Peur quand tu nous tiens !

« Ma fille vient des étoiles »

Ce texte est un extrait de mon livre à paraître « Ma fille vient des étoiles ».

Souvent, nous avons tendance à sous-estimer l’importance des messages symboliques délivrés dans nos rêves. Cela est bien dommage, car c’est quand on dort et que notre mental est sur pause que cette intelligence différente peut enfin s’exprimer. Dans ce texte, « maman » doit trouver le courage de dépasser ses peurs. On lui montre combien elle est forte et que si elle ose aller de l’avant alors ses démons n’auront plus de prise sur elle ! Enfin libérée, elle se métamorphosera et son entourage également.

Et vous, que vous disent vos rêves ?

Bonne lecture !

Cette nuit-là, Maman fit un rêve très symbolique :

Elle portait dans ses bras un petit être que la lune lui avait confié, en lui signifiant qu’elle devait absolument le protéger et l’aider à grandir. Les deux seules choses dont elle avait besoin pour ça étaient de l’eau et de l’Amour. Quand Maman souleva la couverture, elle y vit une sorte de petite chenille qui semblait extrêmement frêle et fragile. Elle n’était pas très belle et ne respirait pas la santé. Malgré tout, un incroyable courant électrique traversa immédiatement Maman de part en part et fit vibrer toutes ses cellules. Cette onde sembla allumer une partie d’elle qui jusqu’à présent était endormie !

Elle portait cette chenille lovée contre son cœur, à l’abri dans une espèce de chrysalide qui laissait à peine passer les rayons de ce beau soleil de printemps.

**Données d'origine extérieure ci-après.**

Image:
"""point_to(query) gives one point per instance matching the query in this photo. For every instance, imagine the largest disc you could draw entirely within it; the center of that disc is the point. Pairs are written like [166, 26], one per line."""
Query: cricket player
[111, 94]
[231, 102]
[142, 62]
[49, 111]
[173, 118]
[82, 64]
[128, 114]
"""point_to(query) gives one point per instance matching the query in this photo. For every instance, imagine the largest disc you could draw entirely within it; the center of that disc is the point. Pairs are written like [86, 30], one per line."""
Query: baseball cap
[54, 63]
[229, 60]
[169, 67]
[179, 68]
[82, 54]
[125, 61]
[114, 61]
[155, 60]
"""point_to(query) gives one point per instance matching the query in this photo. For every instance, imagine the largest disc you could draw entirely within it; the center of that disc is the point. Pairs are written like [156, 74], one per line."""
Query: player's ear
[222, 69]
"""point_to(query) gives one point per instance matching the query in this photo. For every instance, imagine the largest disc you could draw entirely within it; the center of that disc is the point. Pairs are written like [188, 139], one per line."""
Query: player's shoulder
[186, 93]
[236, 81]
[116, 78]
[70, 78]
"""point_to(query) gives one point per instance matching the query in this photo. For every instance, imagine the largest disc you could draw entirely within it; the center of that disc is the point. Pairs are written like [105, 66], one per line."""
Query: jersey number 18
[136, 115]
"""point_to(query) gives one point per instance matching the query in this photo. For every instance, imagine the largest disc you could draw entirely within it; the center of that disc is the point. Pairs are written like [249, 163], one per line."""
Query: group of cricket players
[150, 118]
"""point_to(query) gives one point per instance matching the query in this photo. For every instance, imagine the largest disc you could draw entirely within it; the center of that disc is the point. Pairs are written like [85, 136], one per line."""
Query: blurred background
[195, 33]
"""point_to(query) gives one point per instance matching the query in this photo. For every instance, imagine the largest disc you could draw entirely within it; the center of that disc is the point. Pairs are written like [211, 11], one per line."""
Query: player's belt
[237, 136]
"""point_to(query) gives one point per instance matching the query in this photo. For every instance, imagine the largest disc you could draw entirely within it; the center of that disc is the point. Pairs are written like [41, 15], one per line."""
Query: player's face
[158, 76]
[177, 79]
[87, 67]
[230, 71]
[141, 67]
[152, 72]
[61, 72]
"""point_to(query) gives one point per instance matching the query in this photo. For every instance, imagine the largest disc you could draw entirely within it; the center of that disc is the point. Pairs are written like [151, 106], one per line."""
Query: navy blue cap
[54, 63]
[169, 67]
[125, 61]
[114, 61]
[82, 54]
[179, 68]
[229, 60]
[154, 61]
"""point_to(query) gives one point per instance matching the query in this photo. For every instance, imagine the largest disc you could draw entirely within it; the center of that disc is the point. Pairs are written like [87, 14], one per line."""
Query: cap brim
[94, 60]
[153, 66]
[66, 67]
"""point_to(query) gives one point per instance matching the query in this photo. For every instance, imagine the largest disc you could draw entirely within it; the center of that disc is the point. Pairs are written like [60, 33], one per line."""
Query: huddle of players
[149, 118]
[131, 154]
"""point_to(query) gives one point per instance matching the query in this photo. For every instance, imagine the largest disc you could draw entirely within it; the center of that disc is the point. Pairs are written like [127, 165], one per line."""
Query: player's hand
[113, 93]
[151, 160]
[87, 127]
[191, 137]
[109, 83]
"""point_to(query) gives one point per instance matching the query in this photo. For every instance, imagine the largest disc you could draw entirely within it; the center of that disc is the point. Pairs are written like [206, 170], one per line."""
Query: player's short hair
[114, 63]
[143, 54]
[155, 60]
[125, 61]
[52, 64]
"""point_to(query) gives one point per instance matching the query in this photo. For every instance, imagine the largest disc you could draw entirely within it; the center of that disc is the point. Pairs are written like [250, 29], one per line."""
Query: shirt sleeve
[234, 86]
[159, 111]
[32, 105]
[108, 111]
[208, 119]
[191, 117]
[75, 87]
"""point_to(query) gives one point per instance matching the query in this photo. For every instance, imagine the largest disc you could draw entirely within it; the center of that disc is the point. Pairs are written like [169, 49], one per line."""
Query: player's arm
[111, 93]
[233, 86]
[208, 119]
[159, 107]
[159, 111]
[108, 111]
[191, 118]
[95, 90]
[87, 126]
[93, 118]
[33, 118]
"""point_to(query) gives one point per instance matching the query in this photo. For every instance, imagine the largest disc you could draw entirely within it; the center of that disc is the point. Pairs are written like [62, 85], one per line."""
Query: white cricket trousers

La matière du cocon était tellement épaisse et solide que rien ne semblait pouvoir l’atteindre, ni le froid, ni le regard des autres, ni la lumière ou la douce et enivrante odeur des herbes en cette saison.

Toutes deux étaient suivies par des êtres étranges, mi-hommes, mi-démons.

Ceux-ci n’étaient pas réellement agressifs, mais leur aspect et leur attitude ne laissaient rien présager de bon quant à leur intention.

Maman et sa protégée devaient absolument se rendre à la fontaine afin de pouvoir étancher leur soif et prendre des forces pour continuer. Malheureusement à chaque fois que Maman faisait mine de s’engager sur le chemin menant au bassin, les créatures lui barraient la route en grognant. Elles cherchaient à lui voler son trésor (certainement pour le dévorer !) et à planter leurs crocs acérés dans leurs chaires.

Maman restait figée, muette, incapable de faire quoi que ce soit, sinon reculer et pleurer. Allait-elle fuir une fois de plus ou alors faire face et affronter ses peurs ?

La petite chenille, elle, s’agitait dans son cocon. Elle émettait un bruit sourd, sorte de râle, témoin de ses difficultés de plus en plus importantes à respirer, à vivre. Maman ressentait l’urgence de la situation, mais au fur et à mesure qu’elle battait en retraite, les monstres étaient plus nombreux. Ils arrivaient de toute part, lui barrant toutes les issues et l’encerclant. Elles allaient mourir là, sans avoir rien vécu de leur vie !

Soudain montant de l’intérieur de ses entrailles, une énergie presque surhumaine réveilla la zone de son cœur qui avait vibré quand la lune lui avait remis ce présent ; une envie de vivre et de donner la possibilité à cette chenille de grandir l’envahit.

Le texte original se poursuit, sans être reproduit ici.